Já ao Senado Federal compete julgar os membros do Conselho Nacional de Justiça nos crimes
de responsabilidade.
 
5.3 - As Atribuições do Conselho Nacional de Justiça
 

O CNJ tem como função primordial o planejamento e a padronização das


atividades do Poder Judiciário. Sua atuação terá caráter dúplice, ora funcionando
preventivamente como, por exemplo, quando zelar pela autonomia do Poder Judiciário; ora
repressivamente quando, por exemplo, conhecer das reclamações contra membros ou órgãos
do Poder Judiciário, inclusive contra seus serviços auxiliares, serventias e órgãos prestadores
de serviços notoriais e de registro que atuem por delegação do poder público ou oficializados,
sem prejuízo da competência disciplinar e correicional dos tribunais, podendo avocar processos
disciplinares em curso e determinar a remoção, a disponibilidade ou a aposentadoria com
subsídios ou proventos proporcionais ao tempo de serviço e aplicar outras sanções
administrativas, assegurada ampla defesa.

Quer nos parecer desnecessária a criação, em nível estadual, de qualquer órgão de controle
externo do Poder Judiciário. Até porque a interpretação do artigo 103 - B, § 7º da CR, parece
deixar clara a competência da União para, inclusive (e não só), criar ouvidorias de justiça no
Distrito Federal e nos Territórios Federais (se um dia forem criados). Portanto, parece
improvável a aplicação do Princípio da Simetria Constitucional na espécie. Outro argumento que
favorece essa tese é o fato de que integram o CNJ um desembargador de Tribunal de Justiça e
um juiz estadual, ambos indicados pelo Supremo Tribunal Federal.

 
5.4 - Fim do Recesso Forense e Distribuição Imediata dos Processos
 

Outras medidas de menor impacto, mas extremamente úteis, foram tomadas pela Reforma do
Judiciário, buscando acelerar o fim dos litígios e promover a celeridade processual apregoada
agora como garantia individual petrificada.

Uma delas é o fim do recesso forense, tornando ininterrupta a tutela jurisdicional. Agora
apenas o Poder Legislativo não trabalha ininterruptamente. A interpretação do artigo 93, XII
não deixa margens para dúvidas. Trata-se de dispositivo constitucional de eficácia absoluta e
imediata, devendo ser cumprido sem delongas ou sofismas inaceitáveis. Fica, portanto,
extinto o recesso forense.

Outra alteração muito bem-vinda veio com a redação do inciso XV, do mesmo artigo 93: "a
distribuição de processos será imediata, em todos os graus de jurisdição". Tal medida, além de
combater a morosidade, vai favorecer a divulgação de estatísticas dando mais eficácia ao
controle externo do Judiciário.

 
5.5 - Federalização dos Crimes Contra Direitos Humanos
 

Acerca da competência dos juízes federais, o artigo 109 da Constituição foi alterado sendo
incluídos o inciso V-A e o parágrafo 5º, atinentes à federalização dos crimes contra direitos
humanos, sendo certo que tais crimes, como o de tortura e homicídio praticado por grupos de
extermínio, poderão ser julgados pela Justiça Federal, desde que o Procurador Geral da
República manifeste interesse perante o Superior Tribunal de Justiça.

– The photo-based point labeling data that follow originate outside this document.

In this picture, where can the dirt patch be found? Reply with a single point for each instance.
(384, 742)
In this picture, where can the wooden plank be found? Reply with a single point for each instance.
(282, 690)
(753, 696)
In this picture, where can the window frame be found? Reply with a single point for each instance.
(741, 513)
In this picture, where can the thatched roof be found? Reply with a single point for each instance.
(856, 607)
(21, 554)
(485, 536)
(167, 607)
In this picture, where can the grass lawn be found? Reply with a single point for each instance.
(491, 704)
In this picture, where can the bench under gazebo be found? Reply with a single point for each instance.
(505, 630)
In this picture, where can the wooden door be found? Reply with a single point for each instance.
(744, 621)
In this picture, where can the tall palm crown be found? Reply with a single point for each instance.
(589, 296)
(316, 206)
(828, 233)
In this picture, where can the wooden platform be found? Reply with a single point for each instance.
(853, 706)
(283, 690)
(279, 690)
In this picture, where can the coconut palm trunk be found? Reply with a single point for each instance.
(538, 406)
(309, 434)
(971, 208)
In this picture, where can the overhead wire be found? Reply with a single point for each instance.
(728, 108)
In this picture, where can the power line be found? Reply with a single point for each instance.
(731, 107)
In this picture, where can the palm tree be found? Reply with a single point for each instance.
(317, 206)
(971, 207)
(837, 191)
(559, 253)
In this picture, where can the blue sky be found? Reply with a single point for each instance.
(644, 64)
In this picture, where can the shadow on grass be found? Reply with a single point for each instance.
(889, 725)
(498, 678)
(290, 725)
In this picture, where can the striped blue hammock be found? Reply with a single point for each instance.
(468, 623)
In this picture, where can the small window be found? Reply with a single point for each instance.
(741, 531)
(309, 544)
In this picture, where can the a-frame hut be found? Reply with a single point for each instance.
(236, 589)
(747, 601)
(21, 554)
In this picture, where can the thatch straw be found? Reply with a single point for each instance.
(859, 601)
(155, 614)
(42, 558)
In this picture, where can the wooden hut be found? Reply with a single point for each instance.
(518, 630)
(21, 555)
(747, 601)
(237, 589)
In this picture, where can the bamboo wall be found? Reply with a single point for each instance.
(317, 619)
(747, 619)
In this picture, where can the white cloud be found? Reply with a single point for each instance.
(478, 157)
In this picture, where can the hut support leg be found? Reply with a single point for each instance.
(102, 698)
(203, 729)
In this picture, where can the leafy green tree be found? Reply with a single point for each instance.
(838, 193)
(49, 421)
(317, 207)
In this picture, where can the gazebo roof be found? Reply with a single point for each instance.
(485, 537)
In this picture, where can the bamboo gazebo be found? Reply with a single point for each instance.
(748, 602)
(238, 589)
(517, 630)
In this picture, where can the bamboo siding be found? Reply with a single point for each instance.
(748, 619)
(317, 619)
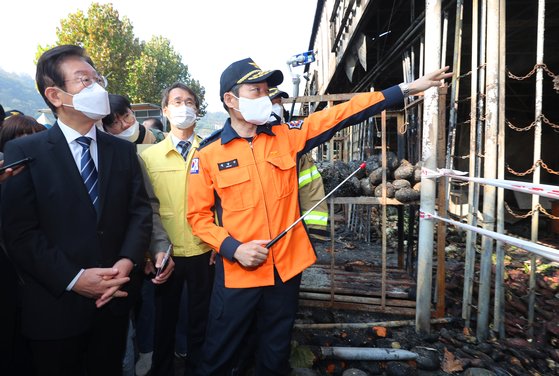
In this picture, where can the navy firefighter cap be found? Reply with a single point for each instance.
(246, 72)
(274, 92)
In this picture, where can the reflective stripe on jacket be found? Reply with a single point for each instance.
(311, 191)
(241, 191)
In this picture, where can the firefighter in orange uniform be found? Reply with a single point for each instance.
(243, 192)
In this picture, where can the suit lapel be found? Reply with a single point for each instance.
(105, 151)
(66, 165)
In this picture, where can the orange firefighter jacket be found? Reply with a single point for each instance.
(241, 191)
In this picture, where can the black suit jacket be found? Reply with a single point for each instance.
(52, 230)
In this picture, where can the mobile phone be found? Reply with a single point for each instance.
(14, 165)
(164, 261)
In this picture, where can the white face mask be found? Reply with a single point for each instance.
(131, 133)
(92, 101)
(182, 117)
(255, 111)
(278, 110)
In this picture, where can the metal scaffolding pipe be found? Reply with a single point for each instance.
(384, 214)
(451, 140)
(444, 37)
(499, 311)
(429, 158)
(537, 156)
(473, 188)
(367, 325)
(366, 353)
(489, 165)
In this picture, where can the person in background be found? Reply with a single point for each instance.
(13, 351)
(156, 127)
(76, 222)
(168, 164)
(311, 186)
(122, 123)
(153, 123)
(243, 193)
(17, 126)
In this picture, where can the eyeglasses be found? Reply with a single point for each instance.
(88, 81)
(186, 102)
(129, 118)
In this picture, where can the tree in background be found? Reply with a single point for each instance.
(157, 67)
(138, 70)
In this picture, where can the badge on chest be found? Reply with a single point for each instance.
(228, 164)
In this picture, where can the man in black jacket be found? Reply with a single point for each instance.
(77, 222)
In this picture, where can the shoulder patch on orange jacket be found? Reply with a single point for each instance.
(298, 124)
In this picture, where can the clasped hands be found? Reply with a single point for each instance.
(103, 284)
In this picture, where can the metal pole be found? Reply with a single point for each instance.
(444, 38)
(429, 158)
(489, 165)
(450, 146)
(471, 236)
(384, 240)
(442, 205)
(537, 156)
(499, 312)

5.6 - Alterações da Justiça do Trabalho


 

O Tribunal Superior do Trabalho será composto de vinte e sete Ministros, escolhidos dentre os
brasileiros com mais de trinta e cinco e menos de sessenta e cinco anos, nomeados pelo
Presidente da República após aprovação pela maioria absoluta do Senado Federal, sendo:

- um quinto entre advogados com mais de dez anos de efetiva atividade profissional e membros
do Ministério Público do Trabalho com mais de dez anos de efetivo exercício, observado o artigo
94 da Constituição da República;

- os demais dentre juízes dos Tribunais Regionais do Trabalho, oriundos da magistratura de


carreira, indicados pelo próprio Tribunal Superior.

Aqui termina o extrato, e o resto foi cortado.